Somehow the connection between learning (Level-Two) and behavior (Level-3) got disconnected. In designed instruction, the content is based on the learning objectives derived from the tasks performed on the job.  Hmmm…tasks…behavior.  If we achieved succes in design and correctly tested for learning achievement of objectives (behaviors) we already know the answer to a Level-3; that behavior has changed (or not) as a result of the training. If you took Kirkpatrick’s tenet that you should allow time (a vague requirement) for changes in behavior to take place, none of us would be testing immediately after training.  Maybe he is really suggesting a check for retention?
Level 2 Evaluations Validate Desired Behaviors

An Opportunity for Improvement

I think Mr. Kirkpatrick started out with the right goal but chose the incorrect methodology. He suggests the focus should be on “How much transfer of knowledge, skills and attitudes occurs?” then offers a classic Posttest-Only Control Group design which will tell you if the training was the cause of the change in behavior, but not the extent or effectiveness of the transfer of the training.  Great if that is what you want to know.  I suggest a simple pretest would reveal if potential students already have the KSAs desired.

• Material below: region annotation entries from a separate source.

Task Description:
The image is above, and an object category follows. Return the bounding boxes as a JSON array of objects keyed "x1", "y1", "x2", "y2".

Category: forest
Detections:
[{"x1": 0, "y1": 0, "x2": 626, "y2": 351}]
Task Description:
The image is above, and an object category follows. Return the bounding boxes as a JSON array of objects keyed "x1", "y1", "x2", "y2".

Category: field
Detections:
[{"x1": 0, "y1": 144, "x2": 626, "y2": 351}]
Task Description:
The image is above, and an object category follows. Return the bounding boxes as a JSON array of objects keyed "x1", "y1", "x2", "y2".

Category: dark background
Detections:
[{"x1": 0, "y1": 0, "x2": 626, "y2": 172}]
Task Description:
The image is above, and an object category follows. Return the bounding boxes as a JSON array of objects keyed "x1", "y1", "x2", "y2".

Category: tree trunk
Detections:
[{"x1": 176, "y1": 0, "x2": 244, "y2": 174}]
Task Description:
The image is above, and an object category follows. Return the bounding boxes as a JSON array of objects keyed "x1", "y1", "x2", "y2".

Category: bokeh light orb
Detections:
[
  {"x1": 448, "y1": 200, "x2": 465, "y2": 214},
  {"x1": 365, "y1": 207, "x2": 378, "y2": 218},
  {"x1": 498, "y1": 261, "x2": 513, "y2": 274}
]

Then compared to the posttest (Level-2) you would know if training was the causal factor.

I submit the evaluation should provide “actionable” data that can be used to determine:

·       Is transfer of training occurring? (Are learning outcomes being performed on the job?)

·       The validity of the analysis (Are we teaching the correct behaviors?)

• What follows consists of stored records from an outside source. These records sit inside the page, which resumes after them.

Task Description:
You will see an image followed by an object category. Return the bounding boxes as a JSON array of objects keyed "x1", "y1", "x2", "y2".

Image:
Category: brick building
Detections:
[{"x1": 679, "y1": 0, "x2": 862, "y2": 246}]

·       The effectiveness of training (How well the learner was prepared to support field activities?)

·       The efficiency of the training (Are the process or methods the most efficient?)

Since behavior change has already been verified via Level-Two, I submit it is a lavish use of resources to conduct level-three evaluations using the method described by Kirkpatrick for a performance based training programs. There is another evaluation that can provide valuable information by focusing on the degree of success of transfer-of-training; an application assessment.

In an application assessment (transfer-of-training) information would be gained from the learners and the learners’ supervisor or manager via observation, survey and interviews.  If it is not happening then find out why.

There are many non-training barriers in the way of transfer including (2):
·       Lack of reinforcement on the job

·       Interference from immediate (work) environment

·       Nonsupportive organizational culture

·       Pressure from peers to resist change

It is important to remove these barriers although is suggest this is more of a leadership or management function.

Other business and government agencies have recognize the benefits of a properly focused evaluation and have developed survey instruments.  Take a look at the survey instruments developed by the U.S. Coast Guard in the attached article.  The Coast Guard survey example offers an interesting Likert type scale for gathering information about “training benefit” that could be used as a template.

There are other related questions that may be of a concern like retention and proficiency that deal with spacing learning events over time and opportunities for practice but we’ll save those for another post.


Next time you’re requested to perform a Kirkpatrick Level –Three evaluation, evaluate if the information generated is “actionable” and the return on the resource investment will give you real value.  And, consider offering an alternative.

Best Regards,



1.   Kirkpatrick Donald, L.(1996). Evaluating Training Programs: The four levels. San Fransisco, CA. Berrett-Koehler Publishers.

2.   Broad Mary, L. & Newstrom John, W. (1992) Transfer of Training; Action-Packed Strategies to Ensure High Payoff  from Training Investments. Addison-Wesley, Reading, Massachusetts.